Oh, OK. As long as it was just for art’s sake.
I knew you’d understand.
Luke, do you really think that an affair is ever necessary for art? If so, under what circumstances?
JOE EMAILS: "I know I’d feel a lot happier and creative if I got to have sex with many beautiful women while simultaneously keeping up my one main relationship."
From the New York Times, a review of the first authorized biography of V.S. Naipaul:
The sensual release with Margaret opened up Naipaul’s most creative period, in the 1970s. “And thereafter I thought if that thing hadn’t occurred in my life I probably would have shriveled and died as a writer,” Naipaul told French. “All the later books in a way to some extent depend on her. They stopped being dry.” Compare Naipaul’s two Africa novels — the taut, austere “In a Free State,” published in 1971, and his full-bodied masterpiece “A Bend in the River,” published in 1979 — and it’s impossible to deny that having sex with Margaret (they did little else) was good for his writing. But so was living with Pat — for Naipaul didn’t leave her, nor she him. Instead, he split his life in two — the cerebral and the sexual, “Mama at home, a whore in South America,” in French’s harsh summation — and went back and forth between them with the knowledge, if not exactly the consent, of both.
Pat acceded to the arrangement because she had no idea of any possible life without Naipaul, and because her only sense of pleasure or worth came in his continued dependence on her steadying presence and judgment. Margaret became the new traveling companion (though Naipaul usually sent her away out of pique before the trip was done), while Pat, drugging herself with Quaaludes and Valium, waited at home in Wiltshire to provide literary advice.

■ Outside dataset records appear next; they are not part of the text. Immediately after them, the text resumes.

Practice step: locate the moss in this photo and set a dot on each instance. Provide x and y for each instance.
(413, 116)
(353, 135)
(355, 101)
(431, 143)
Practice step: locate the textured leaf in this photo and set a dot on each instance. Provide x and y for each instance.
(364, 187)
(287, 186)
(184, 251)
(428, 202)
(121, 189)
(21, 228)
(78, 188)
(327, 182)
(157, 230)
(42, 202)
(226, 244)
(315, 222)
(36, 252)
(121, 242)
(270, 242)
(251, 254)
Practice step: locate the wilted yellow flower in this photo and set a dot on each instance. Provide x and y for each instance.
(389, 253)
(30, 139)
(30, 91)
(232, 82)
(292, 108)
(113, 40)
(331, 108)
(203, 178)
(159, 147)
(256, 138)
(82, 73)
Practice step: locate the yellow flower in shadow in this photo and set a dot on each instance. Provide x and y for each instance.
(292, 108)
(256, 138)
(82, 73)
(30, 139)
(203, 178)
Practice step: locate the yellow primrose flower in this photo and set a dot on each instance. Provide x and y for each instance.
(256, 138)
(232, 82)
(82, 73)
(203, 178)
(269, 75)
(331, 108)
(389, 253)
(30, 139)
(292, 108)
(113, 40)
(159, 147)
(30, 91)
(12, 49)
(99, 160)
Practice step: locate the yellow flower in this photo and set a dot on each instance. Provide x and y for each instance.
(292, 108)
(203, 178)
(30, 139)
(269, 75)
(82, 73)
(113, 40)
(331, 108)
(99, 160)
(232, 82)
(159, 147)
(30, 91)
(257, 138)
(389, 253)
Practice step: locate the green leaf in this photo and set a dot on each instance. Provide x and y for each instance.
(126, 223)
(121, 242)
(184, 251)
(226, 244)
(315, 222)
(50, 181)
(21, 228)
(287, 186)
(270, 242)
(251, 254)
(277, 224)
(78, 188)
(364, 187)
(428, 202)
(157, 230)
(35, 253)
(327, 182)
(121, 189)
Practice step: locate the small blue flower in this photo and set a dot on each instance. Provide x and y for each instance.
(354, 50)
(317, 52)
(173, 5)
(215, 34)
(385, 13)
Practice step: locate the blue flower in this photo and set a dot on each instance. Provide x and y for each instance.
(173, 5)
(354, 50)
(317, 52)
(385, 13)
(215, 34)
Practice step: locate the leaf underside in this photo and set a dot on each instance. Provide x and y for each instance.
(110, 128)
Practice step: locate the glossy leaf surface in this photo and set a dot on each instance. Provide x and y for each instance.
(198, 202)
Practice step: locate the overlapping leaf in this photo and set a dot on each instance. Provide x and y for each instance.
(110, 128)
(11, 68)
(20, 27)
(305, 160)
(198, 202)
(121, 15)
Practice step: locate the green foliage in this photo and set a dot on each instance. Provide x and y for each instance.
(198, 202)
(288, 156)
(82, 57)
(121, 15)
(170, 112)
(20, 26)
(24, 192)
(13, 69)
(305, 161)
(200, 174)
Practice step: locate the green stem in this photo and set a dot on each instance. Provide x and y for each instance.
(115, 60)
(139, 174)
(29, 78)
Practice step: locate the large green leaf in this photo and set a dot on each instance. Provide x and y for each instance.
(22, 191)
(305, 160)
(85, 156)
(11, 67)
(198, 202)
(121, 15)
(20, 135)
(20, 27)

Rough sex with Margaret would be directly rendered in key passages of “Guerrillas” and “A Bend in the River”; then Pat would listen to the write-up, flinch, leave the room, return, express admiration, make suggestions — without ever daring to “ask herself to what extent Vidia’s writing is drawn from life, and specifically from his life with Margaret.”
I’m curious what the definitive biography says about the superb previous efforts by Paul Theroux and Jeffrey Meyers.